Lastly, I believe the Soviet brand of socialism — and … the other efforts, Chinese, Cuban, Eastern European, Vietnamese, and so on — were all handled similarly in the fact that they inadequately attended to the transformation of the household and the transformation of the enterprise. Because of that, they did not give to the base of society the power that comes from controlling the economic engine of society. They didn’t give the mass of people the power to control the engine at the base. That helped to enable a powerful state, originally conceived of to serve the people, to use its power not only to serve them, but also to control them and to exploit them just as the capitalists had, so that when you got rid of the private owners of the means of production and state officials replaced them, the workers still came to work each day and produced the surplus, only it was now incorporated by those state officials rather than a board of directors, and that is not adequate for a socialist transition.

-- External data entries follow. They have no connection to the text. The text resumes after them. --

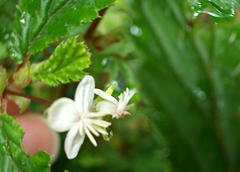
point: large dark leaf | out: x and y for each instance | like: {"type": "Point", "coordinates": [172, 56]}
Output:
{"type": "Point", "coordinates": [190, 75]}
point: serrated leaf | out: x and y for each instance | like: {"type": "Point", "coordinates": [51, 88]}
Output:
{"type": "Point", "coordinates": [191, 78]}
{"type": "Point", "coordinates": [67, 62]}
{"type": "Point", "coordinates": [13, 158]}
{"type": "Point", "coordinates": [39, 23]}
{"type": "Point", "coordinates": [218, 10]}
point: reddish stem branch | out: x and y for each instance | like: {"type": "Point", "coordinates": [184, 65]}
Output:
{"type": "Point", "coordinates": [28, 96]}
{"type": "Point", "coordinates": [25, 59]}
{"type": "Point", "coordinates": [89, 34]}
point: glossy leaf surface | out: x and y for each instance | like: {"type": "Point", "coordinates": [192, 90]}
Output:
{"type": "Point", "coordinates": [191, 78]}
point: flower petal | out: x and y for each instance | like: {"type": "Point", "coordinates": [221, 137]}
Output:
{"type": "Point", "coordinates": [73, 142]}
{"type": "Point", "coordinates": [90, 136]}
{"type": "Point", "coordinates": [84, 94]}
{"type": "Point", "coordinates": [105, 96]}
{"type": "Point", "coordinates": [106, 106]}
{"type": "Point", "coordinates": [62, 114]}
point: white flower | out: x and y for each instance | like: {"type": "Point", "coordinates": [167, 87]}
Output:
{"type": "Point", "coordinates": [75, 116]}
{"type": "Point", "coordinates": [112, 106]}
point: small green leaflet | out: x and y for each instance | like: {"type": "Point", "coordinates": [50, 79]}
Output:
{"type": "Point", "coordinates": [12, 156]}
{"type": "Point", "coordinates": [67, 62]}
{"type": "Point", "coordinates": [38, 23]}
{"type": "Point", "coordinates": [3, 79]}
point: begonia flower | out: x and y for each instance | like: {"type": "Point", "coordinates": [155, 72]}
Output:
{"type": "Point", "coordinates": [112, 106]}
{"type": "Point", "coordinates": [65, 114]}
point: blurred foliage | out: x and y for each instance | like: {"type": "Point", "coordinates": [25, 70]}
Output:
{"type": "Point", "coordinates": [183, 57]}
{"type": "Point", "coordinates": [11, 149]}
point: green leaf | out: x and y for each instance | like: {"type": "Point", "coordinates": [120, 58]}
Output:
{"type": "Point", "coordinates": [67, 62]}
{"type": "Point", "coordinates": [39, 23]}
{"type": "Point", "coordinates": [13, 158]}
{"type": "Point", "coordinates": [21, 102]}
{"type": "Point", "coordinates": [21, 77]}
{"type": "Point", "coordinates": [191, 79]}
{"type": "Point", "coordinates": [218, 10]}
{"type": "Point", "coordinates": [3, 80]}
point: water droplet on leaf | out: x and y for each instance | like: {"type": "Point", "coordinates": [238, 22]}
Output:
{"type": "Point", "coordinates": [109, 134]}
{"type": "Point", "coordinates": [136, 31]}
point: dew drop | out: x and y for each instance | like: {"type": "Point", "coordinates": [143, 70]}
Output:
{"type": "Point", "coordinates": [109, 134]}
{"type": "Point", "coordinates": [166, 151]}
{"type": "Point", "coordinates": [136, 31]}
{"type": "Point", "coordinates": [104, 62]}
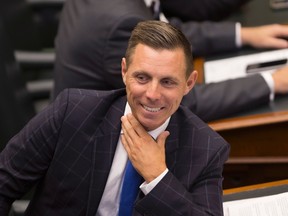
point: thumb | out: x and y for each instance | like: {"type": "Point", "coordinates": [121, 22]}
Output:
{"type": "Point", "coordinates": [162, 137]}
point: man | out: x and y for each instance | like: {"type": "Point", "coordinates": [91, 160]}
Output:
{"type": "Point", "coordinates": [93, 36]}
{"type": "Point", "coordinates": [73, 150]}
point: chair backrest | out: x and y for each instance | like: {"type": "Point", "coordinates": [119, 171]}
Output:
{"type": "Point", "coordinates": [16, 106]}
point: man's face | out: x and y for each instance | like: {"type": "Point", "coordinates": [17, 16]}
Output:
{"type": "Point", "coordinates": [155, 84]}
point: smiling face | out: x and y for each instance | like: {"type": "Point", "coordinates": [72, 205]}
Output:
{"type": "Point", "coordinates": [155, 83]}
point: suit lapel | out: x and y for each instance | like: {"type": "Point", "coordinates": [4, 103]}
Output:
{"type": "Point", "coordinates": [106, 139]}
{"type": "Point", "coordinates": [172, 142]}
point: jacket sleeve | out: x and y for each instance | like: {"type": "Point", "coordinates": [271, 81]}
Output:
{"type": "Point", "coordinates": [218, 100]}
{"type": "Point", "coordinates": [201, 197]}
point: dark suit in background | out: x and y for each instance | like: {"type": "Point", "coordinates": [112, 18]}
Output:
{"type": "Point", "coordinates": [195, 10]}
{"type": "Point", "coordinates": [93, 37]}
{"type": "Point", "coordinates": [68, 150]}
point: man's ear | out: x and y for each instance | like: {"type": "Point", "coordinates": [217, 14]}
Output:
{"type": "Point", "coordinates": [123, 70]}
{"type": "Point", "coordinates": [191, 81]}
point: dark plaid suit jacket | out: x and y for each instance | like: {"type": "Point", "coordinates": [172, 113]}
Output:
{"type": "Point", "coordinates": [69, 147]}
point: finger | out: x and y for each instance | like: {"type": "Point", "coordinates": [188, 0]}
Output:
{"type": "Point", "coordinates": [125, 143]}
{"type": "Point", "coordinates": [138, 128]}
{"type": "Point", "coordinates": [128, 128]}
{"type": "Point", "coordinates": [161, 139]}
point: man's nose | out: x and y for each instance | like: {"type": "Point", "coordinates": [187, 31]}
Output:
{"type": "Point", "coordinates": [153, 91]}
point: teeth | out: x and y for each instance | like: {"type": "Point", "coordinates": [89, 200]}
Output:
{"type": "Point", "coordinates": [151, 109]}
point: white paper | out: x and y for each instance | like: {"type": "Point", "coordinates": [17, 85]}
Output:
{"type": "Point", "coordinates": [235, 67]}
{"type": "Point", "coordinates": [274, 205]}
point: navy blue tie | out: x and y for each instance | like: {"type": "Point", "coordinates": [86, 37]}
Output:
{"type": "Point", "coordinates": [130, 188]}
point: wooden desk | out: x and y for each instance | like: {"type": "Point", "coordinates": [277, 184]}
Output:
{"type": "Point", "coordinates": [257, 190]}
{"type": "Point", "coordinates": [259, 143]}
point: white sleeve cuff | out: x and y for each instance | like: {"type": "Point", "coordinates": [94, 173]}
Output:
{"type": "Point", "coordinates": [270, 82]}
{"type": "Point", "coordinates": [238, 34]}
{"type": "Point", "coordinates": [146, 188]}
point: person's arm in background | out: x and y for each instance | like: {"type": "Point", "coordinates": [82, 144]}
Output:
{"type": "Point", "coordinates": [218, 100]}
{"type": "Point", "coordinates": [268, 36]}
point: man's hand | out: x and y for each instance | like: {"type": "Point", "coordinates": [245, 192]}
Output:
{"type": "Point", "coordinates": [268, 36]}
{"type": "Point", "coordinates": [280, 78]}
{"type": "Point", "coordinates": [146, 154]}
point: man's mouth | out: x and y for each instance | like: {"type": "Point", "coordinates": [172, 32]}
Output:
{"type": "Point", "coordinates": [150, 109]}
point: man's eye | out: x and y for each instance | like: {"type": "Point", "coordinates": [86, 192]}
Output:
{"type": "Point", "coordinates": [168, 83]}
{"type": "Point", "coordinates": [142, 78]}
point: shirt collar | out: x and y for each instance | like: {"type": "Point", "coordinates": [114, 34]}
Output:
{"type": "Point", "coordinates": [154, 133]}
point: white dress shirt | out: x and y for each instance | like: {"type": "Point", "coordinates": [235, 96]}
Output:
{"type": "Point", "coordinates": [109, 204]}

So, I would argue that when I advocate for what comes beyond capitalism, it is a state planning apparatus; it is a socialized ownership model, more or less, but it is one that has to be anchored by, has to be accountable to a transformed micro level in the enterprise and the household to keep it honest, to keep it democratic. Always remember that the ultimate power in a capitalist society is with the capitalists, and if it’s going to be fundamentally different in a socialist society, then we have to trust that this power is, in the end, in the hands of working people who collectively own and operate their production. That, for me, is a lesson that any socialist needs to learn and needs to apply that comes from some of the difficult experiences of the first wave of socialists from 1917, from 1949, from Russia to China, and so on. We, too, have to learn from those experiences, from what they achieved, for sure, but also where they failed, likewise. I think this approach exceeds the imbalance between the macro and the micro, and has a solution for that imbalance by a transition to the micro level in more specificity, more concreteness, about where we are going in socialism than the people who demand blueprints have any right to expect.
This interview has been edited for clarity and length.